Using TDF, data owners can entitle users to access data tagged with particular attributes, or classifications. When defining access policies, they can factor in additional system and environmental attributes including things such as location or time of day. By leveraging data attributes and environmental attributes, they can also enforce value-based access decisions across data objects at scale.

TDF binds these policies to the data using public-based signatures. This approach ensures that only the data owner can change the policies, and the policies can’t be tampered with. What’s more, the technology logs every access request. That way, the data owner can easily track shared data and maintain end-to-end auditability.

An effective solution based on TDF addresses the file-sharing challenges enterprises face every day. For instance, users of popular email systems like Microsoft Outlook and Gmail can simply click a button to protect data they share. Rules can be set to automatically encrypt sensitive data before it leaves the organization. Functionality for collaborative environments like Google Workspace put protections in place for data shared across teams or outside the organizations.

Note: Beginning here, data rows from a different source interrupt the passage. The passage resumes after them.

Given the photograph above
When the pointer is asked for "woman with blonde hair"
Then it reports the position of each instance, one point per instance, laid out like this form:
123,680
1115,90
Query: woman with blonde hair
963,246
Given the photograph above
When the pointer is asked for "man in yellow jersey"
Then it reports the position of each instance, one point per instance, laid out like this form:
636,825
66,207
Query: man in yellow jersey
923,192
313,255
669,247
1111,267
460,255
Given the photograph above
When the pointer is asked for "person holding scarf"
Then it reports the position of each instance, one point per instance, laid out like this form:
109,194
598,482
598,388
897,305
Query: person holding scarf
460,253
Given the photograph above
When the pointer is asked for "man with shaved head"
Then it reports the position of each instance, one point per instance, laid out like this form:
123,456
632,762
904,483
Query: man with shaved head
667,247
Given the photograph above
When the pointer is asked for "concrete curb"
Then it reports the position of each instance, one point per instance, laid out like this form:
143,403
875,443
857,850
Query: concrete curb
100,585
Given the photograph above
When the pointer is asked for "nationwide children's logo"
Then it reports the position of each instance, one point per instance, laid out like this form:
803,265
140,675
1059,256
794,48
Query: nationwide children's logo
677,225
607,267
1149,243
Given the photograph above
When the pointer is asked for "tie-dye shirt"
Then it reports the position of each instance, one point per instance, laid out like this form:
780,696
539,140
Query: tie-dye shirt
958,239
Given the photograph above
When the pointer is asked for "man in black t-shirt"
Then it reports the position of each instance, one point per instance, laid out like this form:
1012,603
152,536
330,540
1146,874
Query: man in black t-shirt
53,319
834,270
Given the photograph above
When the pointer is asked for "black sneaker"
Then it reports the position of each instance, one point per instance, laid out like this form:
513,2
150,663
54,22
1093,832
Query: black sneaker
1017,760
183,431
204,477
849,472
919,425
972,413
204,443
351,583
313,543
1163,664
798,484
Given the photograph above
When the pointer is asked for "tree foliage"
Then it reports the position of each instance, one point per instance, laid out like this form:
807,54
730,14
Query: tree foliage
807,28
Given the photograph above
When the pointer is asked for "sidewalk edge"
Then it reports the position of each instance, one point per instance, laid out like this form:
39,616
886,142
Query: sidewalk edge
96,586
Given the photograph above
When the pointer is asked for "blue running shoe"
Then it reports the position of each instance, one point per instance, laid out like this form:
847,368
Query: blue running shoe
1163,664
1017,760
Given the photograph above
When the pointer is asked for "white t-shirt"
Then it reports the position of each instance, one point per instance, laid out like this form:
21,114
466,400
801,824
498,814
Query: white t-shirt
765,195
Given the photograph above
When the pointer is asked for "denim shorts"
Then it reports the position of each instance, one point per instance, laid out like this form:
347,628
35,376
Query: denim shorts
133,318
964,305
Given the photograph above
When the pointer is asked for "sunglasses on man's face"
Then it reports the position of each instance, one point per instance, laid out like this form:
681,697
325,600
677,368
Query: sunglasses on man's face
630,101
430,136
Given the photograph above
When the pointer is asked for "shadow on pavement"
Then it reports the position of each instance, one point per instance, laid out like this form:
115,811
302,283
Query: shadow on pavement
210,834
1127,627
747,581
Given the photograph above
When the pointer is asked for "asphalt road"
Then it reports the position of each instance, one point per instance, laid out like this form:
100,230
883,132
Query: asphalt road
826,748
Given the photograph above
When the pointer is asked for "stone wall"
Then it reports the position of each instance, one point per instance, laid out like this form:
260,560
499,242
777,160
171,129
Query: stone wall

There are even options for securing data that flows through popular SaaS systems like Salesforce and Zendesk. Data tagging can be automated on IoT sensors so that data generated at the edge is tagged and encrypted before it leaves the IoT device – with validation that the data that came from that specific sensor wasn’t tampered with along the way.

As an open standard, TDF is in use in private-sector enterprises large and small. It’s also deployed throughout the Department of Defense (DoD) and dozens of intelligence and defense communities in the U.S. and nations around the globe. 

In fact, the ABAC-enabled classification and tagging made possible by TDF is central to the zero trust approach to cybersecurity advocated by the National Institute of Standards and Technology (NIST), the Cybersecurity and Infrastructure Security Agency (CISA), and other industry-leading organizations. It addresses two of the core pillars of zero trust – data and identity – and is essential to the identity, credential, and access management (ICAM) that NIST advocates.

As data exchange becomes fundamental to the way enterprises operate, network-centric security will no longer be sufficient. The TDF standard addresses today’s data-sharing demands by providing a simple and cost-efficient approach to protecting data wherever it travels, for as long as it exists. Deployed effectively, TDF can enable organizations to achieve true data-centric cybersecurity – and protect their most sensitive and valuable information, even as they share it.